Groginsky told NM Political Report that with federal relief money and a partnership with the New Mexico Finance Authority, ECECD created $11 million in grants to supply childcare center building, particularly in rural areas. She said the department is projected to add 2,000 more spaces for children across the state through the funding. 

“We did focus the grant on targeting areas of great need where there is no childcare available,” Groginsky said.

Groginsky said that to meet the needs of those who live in early childcare deserts, the department has been working with some local school districts to potentially license their school buildings to house early childcare centers. She said the department has also talked to businesses interested in relocating to the state about how to build childcare into the business’ planning process. 

Groginsky said the department is now basing its reimbursement rates to early childcare centers on the true cost of care. She said for an eligible family, the cost of an infant in a five-star program is $1,900 a month. That is the cost the state is paying for families of four whose income is 400 percent of the federal poverty level.

“That’s what it actually costs for a five-star early childcare center. It’s not what most families can afford,” Groginsky said. 

Lujan Grisham spoke of the federal relief money that she was able to utilize for early childcare and education. During the last six months of 2021, the federal government provided $3,000 per child, if between six and 17 years old and $3,600 per child for those under six years old in child tax credits. The money became available through monthly  payments from July 2021 to December 2021.

The federal government did not extend the child tax credit, but the state passed a tax omnibus bill this year that provides a state tax credit for families with children. A family that earns less than $25,000 annually can receive $600 annually per child. For households earning between $25,000 to $50,000, the child tax credit is $400 per child and for families earning $50,000 to $75,000 per year, the child tax credit is $200 per child.

Groginsky said that in rural communities, the best options for early childcare are often in a home-based business and that, with the state providing “the true cost of care,” it is creating an incentive for more individuals to create a viable business model. She said most of these small businesses are women owned and women run.
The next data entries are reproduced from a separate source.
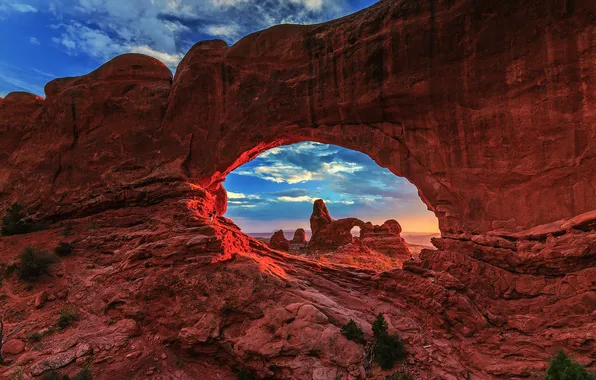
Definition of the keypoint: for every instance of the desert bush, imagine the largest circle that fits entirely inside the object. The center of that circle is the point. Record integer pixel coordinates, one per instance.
(33, 263)
(563, 367)
(67, 317)
(388, 348)
(64, 249)
(244, 374)
(351, 331)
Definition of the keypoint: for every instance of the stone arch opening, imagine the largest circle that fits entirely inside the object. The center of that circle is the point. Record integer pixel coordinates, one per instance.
(288, 178)
(375, 141)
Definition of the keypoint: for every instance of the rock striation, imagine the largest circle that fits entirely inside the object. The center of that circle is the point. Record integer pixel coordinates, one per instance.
(329, 234)
(488, 107)
(278, 241)
(386, 239)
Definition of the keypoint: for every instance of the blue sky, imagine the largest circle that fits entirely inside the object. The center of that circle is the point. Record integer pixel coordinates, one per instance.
(276, 190)
(45, 39)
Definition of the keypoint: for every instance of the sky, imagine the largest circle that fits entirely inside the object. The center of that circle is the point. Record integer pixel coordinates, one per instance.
(45, 39)
(277, 189)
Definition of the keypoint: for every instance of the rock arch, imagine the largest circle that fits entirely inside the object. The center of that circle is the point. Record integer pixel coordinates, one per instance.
(488, 111)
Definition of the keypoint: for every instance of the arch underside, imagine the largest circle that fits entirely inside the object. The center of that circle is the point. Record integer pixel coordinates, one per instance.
(495, 126)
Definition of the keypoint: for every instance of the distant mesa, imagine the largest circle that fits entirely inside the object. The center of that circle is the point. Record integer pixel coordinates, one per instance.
(278, 241)
(329, 235)
(299, 236)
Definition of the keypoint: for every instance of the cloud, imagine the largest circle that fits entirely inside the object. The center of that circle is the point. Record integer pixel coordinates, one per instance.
(302, 198)
(166, 29)
(290, 193)
(13, 78)
(23, 8)
(228, 32)
(171, 60)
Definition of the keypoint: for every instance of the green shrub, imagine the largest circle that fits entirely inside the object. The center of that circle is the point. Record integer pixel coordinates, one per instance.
(64, 249)
(388, 348)
(564, 368)
(33, 263)
(351, 331)
(67, 317)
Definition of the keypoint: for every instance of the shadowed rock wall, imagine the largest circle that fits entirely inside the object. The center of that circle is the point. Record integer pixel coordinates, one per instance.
(486, 106)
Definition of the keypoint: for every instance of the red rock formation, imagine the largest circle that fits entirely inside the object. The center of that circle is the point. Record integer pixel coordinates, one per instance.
(299, 236)
(486, 106)
(278, 241)
(386, 239)
(329, 234)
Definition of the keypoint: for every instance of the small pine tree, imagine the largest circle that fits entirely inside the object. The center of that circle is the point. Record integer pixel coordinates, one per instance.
(564, 368)
(84, 374)
(388, 348)
(380, 327)
(15, 221)
(354, 333)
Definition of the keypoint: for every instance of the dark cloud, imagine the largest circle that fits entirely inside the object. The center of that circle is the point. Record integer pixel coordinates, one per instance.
(291, 193)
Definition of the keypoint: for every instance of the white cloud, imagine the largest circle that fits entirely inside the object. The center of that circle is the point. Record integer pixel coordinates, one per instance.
(230, 31)
(302, 198)
(227, 3)
(232, 195)
(171, 60)
(23, 8)
(314, 5)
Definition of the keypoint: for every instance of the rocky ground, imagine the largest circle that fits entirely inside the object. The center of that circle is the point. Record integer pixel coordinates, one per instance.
(177, 296)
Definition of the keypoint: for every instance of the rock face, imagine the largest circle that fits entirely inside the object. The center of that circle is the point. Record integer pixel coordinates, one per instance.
(299, 236)
(467, 140)
(329, 234)
(278, 241)
(386, 239)
(488, 107)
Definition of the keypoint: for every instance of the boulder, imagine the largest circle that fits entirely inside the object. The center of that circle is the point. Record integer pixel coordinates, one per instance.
(299, 236)
(278, 241)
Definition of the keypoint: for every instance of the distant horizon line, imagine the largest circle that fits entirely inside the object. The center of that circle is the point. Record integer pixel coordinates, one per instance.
(308, 230)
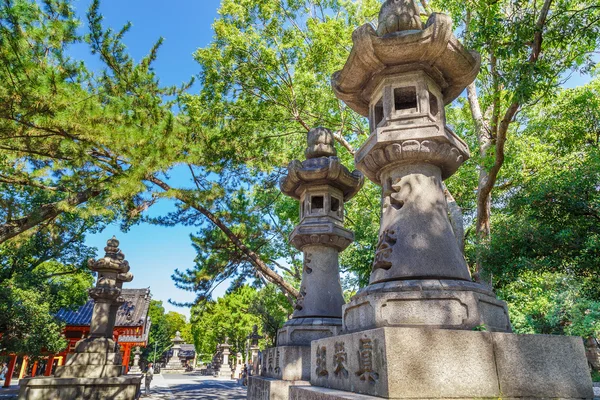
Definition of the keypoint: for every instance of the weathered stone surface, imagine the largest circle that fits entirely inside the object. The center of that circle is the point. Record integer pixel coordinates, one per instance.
(434, 303)
(302, 331)
(374, 56)
(542, 366)
(322, 184)
(261, 388)
(402, 363)
(319, 393)
(291, 363)
(407, 363)
(88, 371)
(120, 388)
(321, 288)
(174, 365)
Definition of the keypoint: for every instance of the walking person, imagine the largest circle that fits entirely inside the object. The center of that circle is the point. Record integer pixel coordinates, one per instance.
(149, 377)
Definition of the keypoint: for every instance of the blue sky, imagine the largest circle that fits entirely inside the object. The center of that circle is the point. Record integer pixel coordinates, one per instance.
(155, 252)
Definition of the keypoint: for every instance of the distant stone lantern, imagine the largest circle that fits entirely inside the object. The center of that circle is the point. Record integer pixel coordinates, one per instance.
(322, 184)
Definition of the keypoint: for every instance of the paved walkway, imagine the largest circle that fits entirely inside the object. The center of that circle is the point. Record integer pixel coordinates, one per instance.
(193, 386)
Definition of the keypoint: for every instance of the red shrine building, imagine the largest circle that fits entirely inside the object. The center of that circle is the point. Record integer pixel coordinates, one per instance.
(131, 330)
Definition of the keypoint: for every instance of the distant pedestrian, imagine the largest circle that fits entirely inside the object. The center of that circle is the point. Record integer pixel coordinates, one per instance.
(149, 377)
(3, 372)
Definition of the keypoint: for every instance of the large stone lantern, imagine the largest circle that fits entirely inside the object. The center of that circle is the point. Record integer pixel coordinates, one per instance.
(94, 371)
(401, 77)
(422, 329)
(322, 185)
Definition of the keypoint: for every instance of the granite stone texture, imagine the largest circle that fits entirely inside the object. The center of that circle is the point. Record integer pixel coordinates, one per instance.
(427, 302)
(403, 363)
(539, 365)
(262, 388)
(115, 388)
(302, 331)
(290, 363)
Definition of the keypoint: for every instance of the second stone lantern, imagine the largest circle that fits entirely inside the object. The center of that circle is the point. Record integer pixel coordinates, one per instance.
(323, 185)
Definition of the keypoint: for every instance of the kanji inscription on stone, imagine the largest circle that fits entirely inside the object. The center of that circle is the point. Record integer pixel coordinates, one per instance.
(322, 361)
(365, 359)
(340, 357)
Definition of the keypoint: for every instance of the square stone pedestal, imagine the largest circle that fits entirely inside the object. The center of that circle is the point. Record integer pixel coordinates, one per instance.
(261, 388)
(115, 388)
(425, 363)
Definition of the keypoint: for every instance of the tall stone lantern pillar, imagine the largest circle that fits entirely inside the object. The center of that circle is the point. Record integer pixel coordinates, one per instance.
(225, 369)
(94, 371)
(174, 365)
(323, 186)
(422, 328)
(254, 337)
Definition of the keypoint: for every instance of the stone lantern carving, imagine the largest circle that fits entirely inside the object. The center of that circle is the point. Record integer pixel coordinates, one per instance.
(174, 365)
(422, 328)
(323, 185)
(225, 369)
(401, 77)
(94, 370)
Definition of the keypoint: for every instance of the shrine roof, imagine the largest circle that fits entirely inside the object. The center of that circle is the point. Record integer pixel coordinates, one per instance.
(186, 351)
(133, 312)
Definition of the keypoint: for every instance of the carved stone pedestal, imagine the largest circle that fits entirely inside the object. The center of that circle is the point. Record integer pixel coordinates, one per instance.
(435, 303)
(426, 363)
(263, 388)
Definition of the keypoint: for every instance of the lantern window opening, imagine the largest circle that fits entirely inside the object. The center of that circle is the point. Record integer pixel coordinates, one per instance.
(378, 113)
(405, 99)
(336, 206)
(434, 107)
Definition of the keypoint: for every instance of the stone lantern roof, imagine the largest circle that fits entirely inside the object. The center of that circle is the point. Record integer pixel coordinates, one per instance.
(403, 47)
(320, 167)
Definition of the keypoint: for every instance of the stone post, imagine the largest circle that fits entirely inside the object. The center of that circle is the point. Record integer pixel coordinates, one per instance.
(422, 328)
(225, 369)
(94, 370)
(323, 185)
(254, 337)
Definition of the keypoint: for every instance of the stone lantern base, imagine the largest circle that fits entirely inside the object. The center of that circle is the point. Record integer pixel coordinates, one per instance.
(289, 363)
(447, 304)
(94, 372)
(426, 363)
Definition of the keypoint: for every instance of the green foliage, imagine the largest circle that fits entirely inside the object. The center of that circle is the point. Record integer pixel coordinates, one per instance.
(177, 323)
(234, 316)
(159, 337)
(29, 301)
(552, 303)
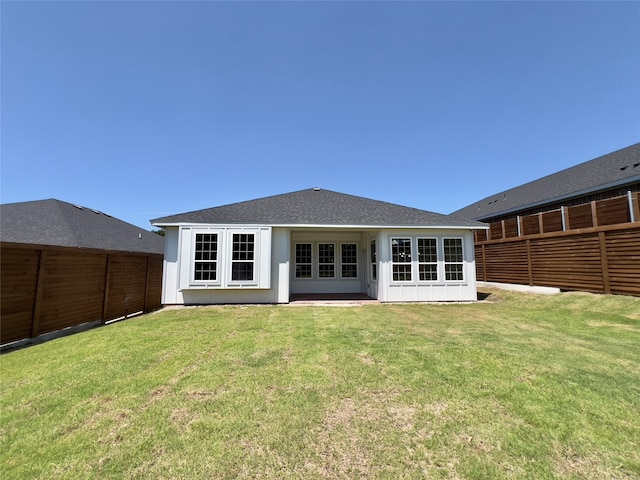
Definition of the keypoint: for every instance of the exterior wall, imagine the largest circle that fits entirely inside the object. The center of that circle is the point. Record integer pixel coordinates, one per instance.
(178, 258)
(273, 261)
(436, 291)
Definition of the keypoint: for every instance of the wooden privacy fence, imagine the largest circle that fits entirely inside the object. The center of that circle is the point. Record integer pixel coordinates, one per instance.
(586, 251)
(44, 289)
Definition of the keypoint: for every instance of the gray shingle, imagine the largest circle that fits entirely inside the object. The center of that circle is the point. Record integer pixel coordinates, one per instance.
(317, 207)
(619, 168)
(53, 222)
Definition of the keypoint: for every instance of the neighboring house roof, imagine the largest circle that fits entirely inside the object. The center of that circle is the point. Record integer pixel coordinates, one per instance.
(612, 170)
(53, 222)
(317, 207)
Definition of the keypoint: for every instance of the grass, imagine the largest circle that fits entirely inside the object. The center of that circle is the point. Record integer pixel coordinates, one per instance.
(518, 386)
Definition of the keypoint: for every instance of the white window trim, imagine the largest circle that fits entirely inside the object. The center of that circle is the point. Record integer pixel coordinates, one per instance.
(295, 263)
(224, 272)
(445, 263)
(373, 264)
(412, 249)
(231, 261)
(436, 263)
(192, 259)
(335, 263)
(357, 264)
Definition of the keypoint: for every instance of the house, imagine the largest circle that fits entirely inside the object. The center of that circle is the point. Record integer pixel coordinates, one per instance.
(577, 229)
(316, 241)
(63, 265)
(612, 175)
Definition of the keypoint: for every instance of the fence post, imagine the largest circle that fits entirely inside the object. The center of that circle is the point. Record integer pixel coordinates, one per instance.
(484, 263)
(529, 269)
(540, 223)
(107, 278)
(35, 319)
(604, 262)
(146, 285)
(634, 208)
Through grants, policy changes and technical support, ECECD is trying to encourage expansion of early childcare to the state’s childcare deserts, Groginsky said. She said the department is also developing coalitions across 12 counties to encourage early childcare building. She said the Grant County Partnership for Children in Silver City is leading one of these coalitions and that the coalitions bring families to the table for ideas and help to build strategy. 

Lujan Grisham also spoke of changing the attitude around early childcare workers to encourage individuals to want to build a career in the field.

“We stopped referring to these workers as daycare providers. They make a difference in the development of children. We have to treat them like professionals,” she said.

Lujan Grisham highlighted that, under her administration, early childcare workers have received a 30 percent increase in salary. She said she wants early childcare workers to receive the same salaries as K-12 educators. 

Lujan Grisham also gave a short history of the advocacy that went into changing the distribution of the Land Grant Permanent Fund and the creation of the Early Childhood Trust Fund in 2020. That fund, which provides some funding to ECECD, is expected to reach $7 billion by 2026, Groginsky said.

Lujan Grisham also highlighted the state’s support of childcare centers built by tribes and pueblos to protect Native languages and cultural customs.  

Biden spoke after Lujan Grisham and called expanding early childcare education “a critical piece of strengthening our workforce.”

“So they don’t have to choose between paying grocery bills and paying a childcare provider. When they can pursue their dreams, knowing their children are safe, we all benefit,” Biden said.